Interruption-Aware Cooperative Perception for V2X Communication-Aided Autonomous Driving
Shunli Ren, Zixing Lei, Zi Wang, Mehrdad Dianati, Yafei Wang, Siheng Chen, Wenjun Zhang
TL;DR
This work tackles the practical problem of V2X communication interruptions in cooperative perception for autonomous driving. It introduces V2X-INCOP, a system that recovers missing cooperative information by leveraging history through a communication-adaptive multi-scale spatial-temporal predictor, augmented with knowledge distillation from an interruption-free oracle and curriculum learning for stable training. The approach uses a SAFF-based history fusion and a multi-scale predictor to generate current estimates of missing features, enabling pseudo-cooperation and robust late-fusion. Extensive experiments on V2X-Sim, OPV2V, and DAIR-V2X show consistent improvements over state-of-the-art methods across various packet drop rates, including significant gains in average precision and demonstrated resilience to pose noise, indicating strong practical potential for interruption-aware cooperative perception.
Abstract
Cooperative perception can significantly improve the perception performance of autonomous vehicles beyond the limited perception ability of individual vehicles by exchanging information with neighbor agents through V2X communication. However, most existing work assume ideal communication among agents, ignoring the significant and common \textit{interruption issues} caused by imperfect V2X communication, where cooperation agents can not receive cooperative messages successfully and thus fail to achieve cooperative perception, leading to safety risks.
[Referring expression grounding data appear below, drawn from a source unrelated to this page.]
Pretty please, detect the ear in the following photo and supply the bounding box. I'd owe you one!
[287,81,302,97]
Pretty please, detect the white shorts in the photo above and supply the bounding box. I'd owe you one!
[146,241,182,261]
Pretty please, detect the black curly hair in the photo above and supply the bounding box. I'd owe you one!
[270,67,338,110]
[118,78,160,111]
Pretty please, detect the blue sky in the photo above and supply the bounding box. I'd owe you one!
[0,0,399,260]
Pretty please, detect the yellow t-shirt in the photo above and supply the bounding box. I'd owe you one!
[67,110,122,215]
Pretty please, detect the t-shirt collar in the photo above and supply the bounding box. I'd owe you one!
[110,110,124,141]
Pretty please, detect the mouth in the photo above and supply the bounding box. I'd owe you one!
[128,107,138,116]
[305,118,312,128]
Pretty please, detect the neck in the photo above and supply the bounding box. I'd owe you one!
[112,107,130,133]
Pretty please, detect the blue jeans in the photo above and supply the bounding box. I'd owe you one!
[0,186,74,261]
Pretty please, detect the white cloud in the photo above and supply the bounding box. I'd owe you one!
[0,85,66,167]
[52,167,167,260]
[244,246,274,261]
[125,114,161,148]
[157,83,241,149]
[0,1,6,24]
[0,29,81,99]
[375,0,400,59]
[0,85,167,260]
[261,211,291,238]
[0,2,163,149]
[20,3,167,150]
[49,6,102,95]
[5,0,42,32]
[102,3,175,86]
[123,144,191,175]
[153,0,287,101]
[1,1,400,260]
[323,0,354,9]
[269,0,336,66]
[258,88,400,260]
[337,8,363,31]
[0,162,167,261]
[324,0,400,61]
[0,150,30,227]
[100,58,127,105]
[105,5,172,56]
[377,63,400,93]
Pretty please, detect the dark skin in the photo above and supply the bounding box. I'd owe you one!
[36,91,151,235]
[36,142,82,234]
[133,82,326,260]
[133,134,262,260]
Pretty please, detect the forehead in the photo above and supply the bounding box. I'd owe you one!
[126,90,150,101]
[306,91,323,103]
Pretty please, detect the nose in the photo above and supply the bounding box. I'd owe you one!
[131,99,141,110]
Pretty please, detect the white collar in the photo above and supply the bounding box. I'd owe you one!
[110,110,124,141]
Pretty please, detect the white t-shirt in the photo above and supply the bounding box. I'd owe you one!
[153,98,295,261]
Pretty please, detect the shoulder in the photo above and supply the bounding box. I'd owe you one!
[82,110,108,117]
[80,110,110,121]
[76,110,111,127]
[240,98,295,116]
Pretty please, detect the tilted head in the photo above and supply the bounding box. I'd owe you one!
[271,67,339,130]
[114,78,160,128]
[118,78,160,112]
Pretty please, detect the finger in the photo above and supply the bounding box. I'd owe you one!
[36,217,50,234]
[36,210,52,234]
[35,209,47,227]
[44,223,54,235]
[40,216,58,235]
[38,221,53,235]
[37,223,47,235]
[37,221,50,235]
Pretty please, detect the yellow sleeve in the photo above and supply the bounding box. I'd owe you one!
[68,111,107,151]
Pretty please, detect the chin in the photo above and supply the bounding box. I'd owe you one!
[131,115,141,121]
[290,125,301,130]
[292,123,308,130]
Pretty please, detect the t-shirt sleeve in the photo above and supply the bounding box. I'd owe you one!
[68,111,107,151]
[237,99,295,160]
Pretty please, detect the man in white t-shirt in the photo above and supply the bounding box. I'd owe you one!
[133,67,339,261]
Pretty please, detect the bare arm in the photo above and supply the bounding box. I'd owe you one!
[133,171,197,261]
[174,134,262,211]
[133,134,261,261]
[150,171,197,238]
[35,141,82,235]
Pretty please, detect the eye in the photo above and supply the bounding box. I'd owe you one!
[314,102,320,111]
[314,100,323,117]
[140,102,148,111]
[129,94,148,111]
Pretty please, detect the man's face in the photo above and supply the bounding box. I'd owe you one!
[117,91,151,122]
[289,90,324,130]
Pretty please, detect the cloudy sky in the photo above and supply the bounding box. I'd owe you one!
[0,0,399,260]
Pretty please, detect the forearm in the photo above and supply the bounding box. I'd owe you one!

To fully reap the benefits of cooperative perception in practice, we propose V2X communication INterruption-aware COoperative Perception (V2X-INCOP), a cooperative perception system robust to communication interruption for V2X communication-aided autonomous driving, which leverages historical cooperation information to recover missing information due to the interruptions and alleviate the impact of the interruption issue. To achieve comprehensive recovery, we design a communication-adaptive multi-scale spatial-temporal prediction model to extract multi-scale spatial-temporal features based on V2X communication conditions and capture the most significant information for the prediction of the missing information. To further improve recovery performance, we adopt a knowledge distillation framework to give explicit and direct supervision to the prediction model and a curriculum learning strategy to stabilize the training of the model. Experiments on three public cooperative perception datasets demonstrate that the proposed method is effective in alleviating the impacts of communication interruption on cooperative perception.